"Suppose . $ X_1, X_2,...$ is a sequence of independent and identically distributed random variables with mean $\mu$ and variance $\sigma^2$. Then for any $\epsilon \gt 0$,
$$\overline{X}_n \to \mu, \space \text{as}\space n \to \infty$$ where "$\to$" in this context is used to mean "converges in probability to "
Proof: Apply Chebyshev's inequality to $\overline{X}_n$, which has mean $\mu$ and variance $\frac{\sigma^2}{n}$:
So for $r \gt 0$, ($r \in \mathbb{R}$),
$P(|\overline{X}_n - \mu|\geq \frac{r\sigma}{\sqrt{n}})\leq \frac{1}{r^2}$
$\Leftarrow\Rightarrow \space 1 -P(|\overline{X}_n - \mu|\lt \frac{r\sigma}{\sqrt{n}}) \leq \frac{1}{r^2}$
$\Leftarrow\Rightarrow \space 1 -P(|\overline{X}_n - \mu|\lt \frac{r\sigma}{\sqrt{n}}) \leq \frac{1}{r^2}$
$\Leftarrow\Rightarrow \space P(|\overline{X}_n - \mu|\lt \frac{r\sigma}{\sqrt{n}}) \geq 1-\frac{1}{r^2}$
"It follows that, given $\delta \gt 0$, if $n> \frac{\sigma^2}{\delta\epsilon^2}$ then $1\geq P(|\overline{X}_n - \mu|\lt \epsilon) \gt 1 - \delta$ thus proving the result."
My question is to do with the last line:
what exactly is happening is here?
How does this prove the result?
(It looks a bit like a limit proof with an n, $\epsilon$ and $\delta$, where it seems that the author is finding an N such that for all n $\overline{X}_n$ tends to $\mu$...)
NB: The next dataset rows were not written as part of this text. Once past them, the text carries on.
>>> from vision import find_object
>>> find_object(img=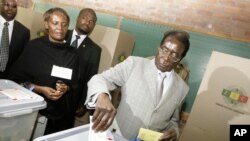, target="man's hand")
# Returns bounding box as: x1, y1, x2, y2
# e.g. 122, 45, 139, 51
159, 128, 177, 141
92, 93, 116, 132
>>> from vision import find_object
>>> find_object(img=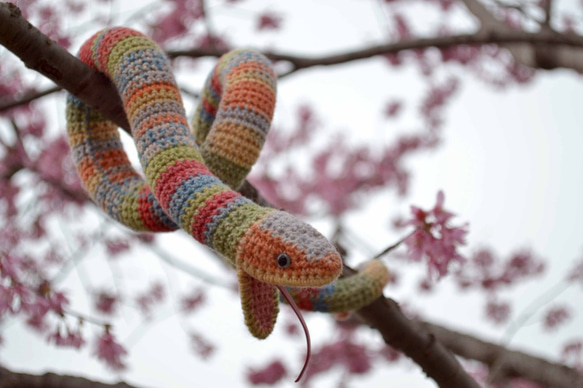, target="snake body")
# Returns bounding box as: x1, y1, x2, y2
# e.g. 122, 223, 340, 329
67, 27, 388, 338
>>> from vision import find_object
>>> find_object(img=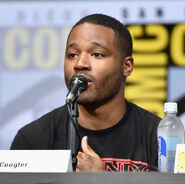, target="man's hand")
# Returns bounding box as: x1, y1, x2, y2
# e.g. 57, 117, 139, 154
76, 136, 105, 172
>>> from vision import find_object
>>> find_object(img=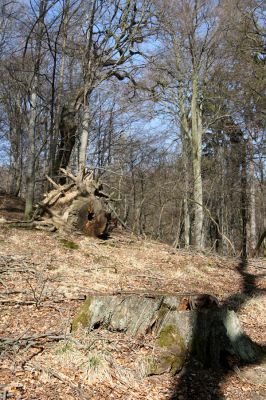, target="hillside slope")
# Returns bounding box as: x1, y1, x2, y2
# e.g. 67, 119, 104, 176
0, 227, 266, 400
Alright, so this is my best shot so far. Recall the definition of convergence in probability:
$$\forall \epsilon>0, \underset{n \rightarrow \infty}{lim}P(|\overline{X}_n - X|< \epsilon) = 1$$
Also note the fact you presented above. With this fact we can see for some fixed $\delta>0$, where $n > \frac{\sigma^2}{\delta \epsilon^2}$.
$$ P \left (|\overline{X}_n - X|< \frac{r \sigma}{\sqrt{n}} \right ) < P \left (|\overline{X}_n - X|<\frac{r\sigma}{\sqrt{\frac{\sigma^2}{\delta \epsilon^2}}} \right )=P \left (|\overline{X}_n - X|< r\sqrt{\delta} \epsilon \right ) $$
Since $\delta$ and $r$ are arbitrary and fixed. We can say let $\delta = \frac{1}{r^2}$. Then, because of Chebyshev's inequality, we have
$$1- \frac{1}{\epsilon^2} \leq P \left (|\overline{X}_n - X|< \epsilon \right ) \leq 1$$
Which is equivalent to,
$$1 \geq P \left (|\overline{X}_n - X|< \epsilon \right ) \geq 1- \frac{1}{\epsilon^2}$$
Now $\epsilon$ is just any positive real number. So we can always rewrite $1/\sqrt{\epsilon_0} = \epsilon$ and get,
$$1 \geq P \left (|\overline{X}_n - X|< 1/\sqrt{\epsilon_0} \right ) \geq 1- \epsilon_0$$.
I am not sure if this is what you had in mind. Let me know if I there is an assumption in your prompt. Note that there are other ways to proof WLLN which I think are easier in the long run.